Серия номер два многопрофильной беседы с участием его, начпо, ротного и — прицепом — замполита новшествами не блистала.
— Мы же обязаны всемерно заботиться о чести и престиже родной воинской части, — непривычно ласково вещал начальник политического отдела. — Вот потому-то командир и приказал отработать вопрос: что, если направить в Новороссийск офицера с отношением и забрать дезертира на поруки? Глядишь, общими усилиями и с учетом прошлых ошибок перевоспитаем. Тогда, само собой, не столь жирное пятно на коллективе…
— А ехать именно тебе, — мрачно буркнул комбат, свято убежденный, что я его с потрохами политотдельцу заложил, Чтобы с больной головы на здоровую ответственность перекинуть (ничего, тебе, старлей, это еще аукнется!). — Чмокнул и весомо добавил: — Это же твой и только твой выкормыш!
— Все ясно… почти. Можно только один вопрос?
— Ну?
— Так понимаю, поездка предполагается снова за мой личный счет?
— Опять ремешком прикидываешься? — на все тридцать два зуба рявкнул комбат и даже чмокнуть забыл.
— Нет, вы скажите: а он как хотел? — возмущенно взвопил начпо в сторону ротного и замполита. Те скромно промолчали, на пару отведя глаза.
— Я один раз уже так скатал! — поняв задумку кучи начальников, отчаянно ринулся я в словесную атаку. — И средств мне никто не вернул! А тут предлагается в поезде идиота — и в одиночку — везти! Так как с ним прикажете отдыхать, путь-то неблизкий… Или в туалет водить? Смирительной рубашки-то не имеется…

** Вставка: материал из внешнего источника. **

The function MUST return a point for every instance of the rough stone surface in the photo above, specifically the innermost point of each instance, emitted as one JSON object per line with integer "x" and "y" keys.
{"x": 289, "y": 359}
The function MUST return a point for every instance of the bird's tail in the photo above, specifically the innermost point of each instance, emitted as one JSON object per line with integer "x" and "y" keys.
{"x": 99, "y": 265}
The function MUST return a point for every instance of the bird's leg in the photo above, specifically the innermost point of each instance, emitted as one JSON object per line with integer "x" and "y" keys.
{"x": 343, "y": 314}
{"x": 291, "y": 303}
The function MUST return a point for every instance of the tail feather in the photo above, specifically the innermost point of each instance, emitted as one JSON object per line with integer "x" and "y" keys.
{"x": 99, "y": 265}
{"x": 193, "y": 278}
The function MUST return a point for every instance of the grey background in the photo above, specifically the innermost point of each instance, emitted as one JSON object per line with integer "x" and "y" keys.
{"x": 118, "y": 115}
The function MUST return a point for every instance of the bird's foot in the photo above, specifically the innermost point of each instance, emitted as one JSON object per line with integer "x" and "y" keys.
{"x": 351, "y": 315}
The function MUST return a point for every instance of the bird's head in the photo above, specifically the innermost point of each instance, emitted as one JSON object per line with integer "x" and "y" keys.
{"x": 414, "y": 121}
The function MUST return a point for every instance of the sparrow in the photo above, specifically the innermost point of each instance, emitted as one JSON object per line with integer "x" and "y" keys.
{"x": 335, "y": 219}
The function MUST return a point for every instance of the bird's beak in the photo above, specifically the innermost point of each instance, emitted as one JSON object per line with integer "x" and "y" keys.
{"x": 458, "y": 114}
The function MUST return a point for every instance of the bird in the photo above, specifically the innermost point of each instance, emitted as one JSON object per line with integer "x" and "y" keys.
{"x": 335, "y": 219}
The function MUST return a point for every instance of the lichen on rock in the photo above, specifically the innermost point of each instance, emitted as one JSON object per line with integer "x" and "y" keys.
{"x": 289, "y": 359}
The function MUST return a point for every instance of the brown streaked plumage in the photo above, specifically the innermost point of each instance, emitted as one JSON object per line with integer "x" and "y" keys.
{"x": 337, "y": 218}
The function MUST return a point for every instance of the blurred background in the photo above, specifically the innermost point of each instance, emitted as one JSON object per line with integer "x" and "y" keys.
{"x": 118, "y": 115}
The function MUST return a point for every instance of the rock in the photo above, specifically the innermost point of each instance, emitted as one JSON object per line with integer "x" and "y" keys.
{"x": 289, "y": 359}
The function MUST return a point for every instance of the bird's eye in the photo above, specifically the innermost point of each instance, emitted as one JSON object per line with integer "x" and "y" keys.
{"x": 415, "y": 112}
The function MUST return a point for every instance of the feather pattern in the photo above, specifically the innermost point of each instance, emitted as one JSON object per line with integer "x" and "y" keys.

— Наручники изыщем! — зло рявкнул комбат. — И самого здоровенного сержанта в помощь! А срать — ночную вазу укупишь, пусть в отдельном купе тужится! Потом в сортир снесешь, чай не барин!
— Понял, понял, — побежденно вскинул я руки вверх. — Значит, до Новороссийска два плацкартных билета, назад — четыре купейных. Множим, плюсуем и делим сумму поровну на присутствующих.
— Это почему же купейных четыре билета? — впервые подал голос ротный.
— А тужиться он в присутствии посторонних будет? Женщины там, с ребенком… Или вдруг полковник какой именитый в купе до комплекта окажется. Академик, знатный комбайнер, спортсмен. Да как вызовет бригадира, да накропает жалобу — чего там мелочиться! — прямиком министру обороны! Если же довезу «ценный груз» до части без происшествий, кто из вас гарантирует, что он до конца периода обучения больше ничего не выкинет? Всяку ночь над ним наблюдателем стоять? Каждый день следом, не отрываясь, поспешать? Кругломесячно? Ну, если б он у меня один был, а то ведь и остальным тридцати гаврикам внимание уделить треба! Они ж ведь все мои! А как, если умалишенный кого среди ночи придушит? Ему — ничего, а кто виноватым будет? Не один же я, тут мно-огих пристегнут!
— Эка ведь умеет с темы съезжать! — поморщился засомневавшийся начпо.
— «Пиджак» хренов! — вскочил комбат, а следом живо поднялись и мы с ротным и замполитом. — Ему лишь бы ничего не делать! Я вот те на суд-то офицерской чести!
— Товарищ подполковник! А ведь он отчасти прав! — неожиданно стал на мою сторону ротный, видимо, представив, насколько сложно будет уследить за Семыкиным, а в случае чего отвечать за дурака или какой там у него сейчас непонятный статус… Замполит, в унисон чужим словам, часто закивал.
— Молчать! — сжал кулаки комбат.
— Я лично молчать не буду! — окончательно закусил я удила. — Прикажете за убегуном ехать — так в ГлавПУР телеграмму подробную отобью! Имею полное право! И про то, что руководство раньше предупреждал, да только вот слепы и глухи оказались! И снова на те же грабли толкаете!
— Так! Все свободны! — подытожил начальник политотдела, поднявшись из комбатова кресла. — Я доложу командиру части, что вопрос отработан.
И на богатой идее взятия дезертира на поруки был поставлен большой жирный крест.